Sistem pengkaderan partai politik di Indonesia masih amburadul. Indikasinya, yang dicalonkan parpol di Pilkada hingga Pilpres bukan kader partai. Politik dinasti juga terjadi di semua partai politik. Indikasi lainnya, semakin banyak kepala daerah yang didukung partai politik terlibat tindak pidana korupsi.
Kesimpulan ini disampaikan pendiri Haidar Alwi Care (HAC) Haidar Alwi dalam diskusi di channel “Haidar Alwi Out of The Box” (08/12/2024).
Menurut Haidar, salah satu tujuan Reformasi 1998 adalah menghilangkan korupsi yang telah menggerogoti Indonesia. Namun demikian, sejak reformasi hingga saat ini korupsi justru semakin menggila.
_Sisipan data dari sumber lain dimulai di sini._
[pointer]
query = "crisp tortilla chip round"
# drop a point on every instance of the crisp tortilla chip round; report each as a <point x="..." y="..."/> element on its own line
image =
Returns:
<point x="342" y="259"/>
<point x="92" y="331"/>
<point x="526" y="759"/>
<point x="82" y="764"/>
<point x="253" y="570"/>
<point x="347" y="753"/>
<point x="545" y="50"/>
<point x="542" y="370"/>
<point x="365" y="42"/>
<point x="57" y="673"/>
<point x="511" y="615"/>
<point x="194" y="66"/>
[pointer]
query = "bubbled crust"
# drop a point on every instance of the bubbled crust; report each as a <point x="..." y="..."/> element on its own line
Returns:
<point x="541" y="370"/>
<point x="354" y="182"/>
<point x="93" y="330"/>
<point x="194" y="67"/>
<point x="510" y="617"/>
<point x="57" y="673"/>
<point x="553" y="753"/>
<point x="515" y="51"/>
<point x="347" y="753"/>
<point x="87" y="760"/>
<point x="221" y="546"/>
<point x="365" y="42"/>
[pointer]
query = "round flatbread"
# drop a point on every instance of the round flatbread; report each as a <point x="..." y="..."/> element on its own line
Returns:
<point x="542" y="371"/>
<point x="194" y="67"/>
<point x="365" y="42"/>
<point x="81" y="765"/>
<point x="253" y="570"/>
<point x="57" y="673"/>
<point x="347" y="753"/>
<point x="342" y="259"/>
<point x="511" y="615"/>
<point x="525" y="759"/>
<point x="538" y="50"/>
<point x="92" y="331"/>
Di mana, jumlah kepala daerah yang terlibat korupsi semakin banyak.
“Saya tidak ingin menyalahkan sistem multi partai atau sedikit partai. Sistem pengkaderan partai politik di Indonesia ini masih amburadul. Masih mencari bentuk semua. Indikasinya, yang dicalonkan justru bukan kader, utamanya untuk menjadi pemimpin. Baik itu kepala daerah ataupun presiden,” beber Haidar.
Soal sistem multi partai di Indonesia, Haidar berharap segera dibuat kajian untuk menentukan sistem politik yang paling sesuai dengan kondisi saat ini.
“Sistem di Indonesia ini multi partai, tetapi ujungnya satu partai. Apalagi tidak ada yang menyatakan oposisi. Sejatinya parpol hanya dipakai di awal Pemilu saja. Begitu salah satu menang, mereka bergabung lagi. Ini tidak tepat kalau dikatakan ini sistem politik multipartai. Partainya satu saja. Yakni, partai jabatan dan kepentingan. Rakyat di mana? Rakyat ditinggal,” sesal Haidar.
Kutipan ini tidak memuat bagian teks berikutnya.